I know I may have a different opinion, but high quality grain free cat food is more nutritious than ground turkey. It has a balance of calcium to phosphorous and is much leaner. It depends on the high quality brand. Some say grain free but use a lot of potato starch. Foods like Wellness and Origen do not. Evanger's is 100% meat w/o presevatives. I feed ground turkey, but not as a staple in the diet and I always mix it with something else. You can try the ground whole meats from Hare Today if you like, too.

Tegus shouldn't have a problem switching. Like most animals, you can mix the food they do like with the food you want to feed. Feed more of what they like at first, slowly changing it over. If he is not wanting to eat much, it may be hibernation. If he is a rescue in that he had medical issues, you may want to get a vet check-up to make sure there isn't something else causing a decline in appetite

My tegus aren't too found of apples. You can try some fruits that are more tropical like bananas, mango, papaya, and also cherries, berries, melon. Alternate the foods you feed and add calcium to anything that does have bones. Those foods are usually quite high in phosphorous and low in calcium (except for papaya).


----------



## laurarfl (Oct 25, 2013)

And welcome to the forum, by the way.


----------



## daxx973 (Oct 25, 2013)

And when your tegu becomes hungry enough it won't matter what you put down in front of him. As long as he's not going into hibernation he won't starve himself because he doesn't like what your offering.


----------



## laurarfl (Oct 25, 2013)

so true


----------



## lgranoth731 (Oct 25, 2013)

I know all about high quality pet food since I'm certified in dog/cat nutrition. I offered some ground turkey and bananas just now. I tong fed the first bite but after that he went at it on his own. A slow eater but a great eater.


----------



## laurarfl (Oct 26, 2013)

I am always learning.


----------



## lgranoth731 (Oct 26, 2013)

Me too haha.


----------



## SnakeCharmr728 (Oct 26, 2013)

If he has had less than a optimal diet I would focus primarily on whole prey to help correct any deficiencies. Ground turkey even with supplementing just doesn't compare to what whole prey can provide.


----------



## lgranoth731 (Oct 26, 2013)

He has eaten tong fed roaches too. I was told that cuz of his size he shouldn't need anything


----------



## SnakeCharmr728 (Oct 26, 2013)

huh?


----------



## lgranoth731 (Oct 26, 2013)

I gave him roaches also


----------



## SnakeCharmr728 (Oct 26, 2013)

I just didn't understand how because his size he doesnt need anything.


----------



## lgranoth731 (Oct 26, 2013)

I was told that because he was already over 2ft to focus on turkey, fresh fish, and fruits, that those were better for it at this size.


----------



## lgranoth731 (Oct 26, 2013)

Also probably a dumb question is how often/much should I feed? It's my first tegu (i have to 14" Savannahs). When I adopted adopted him his belly felt fragile when I picked him up but now he's chubby. I don't want to over or under feed it.

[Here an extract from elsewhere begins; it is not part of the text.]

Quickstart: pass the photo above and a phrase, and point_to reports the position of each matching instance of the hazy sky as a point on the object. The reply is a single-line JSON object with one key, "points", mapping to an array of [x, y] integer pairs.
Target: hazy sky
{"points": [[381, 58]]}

Ps. Can't wait to fond out its gender lol


----------



## SnakeCharmr728 (Oct 27, 2013)

Size of the tegu doesn't really have anything to do with what to feed it... the diet is all the same, however as suggested by myself and others on here -- if he was given a poor diet before its best to try to make up for that with a healthy one, one will good calcium too. ground turkey is not an ideal diet. variety is best but that means including rodents, chicks, quail, various fish, rabbit, shrimp/prawns, fruits/veggies... etc 
but just turkey, fish and fruits is not going to help any deficiencies caused by the dog food because turkey lacks bones and a lot of nutrition. 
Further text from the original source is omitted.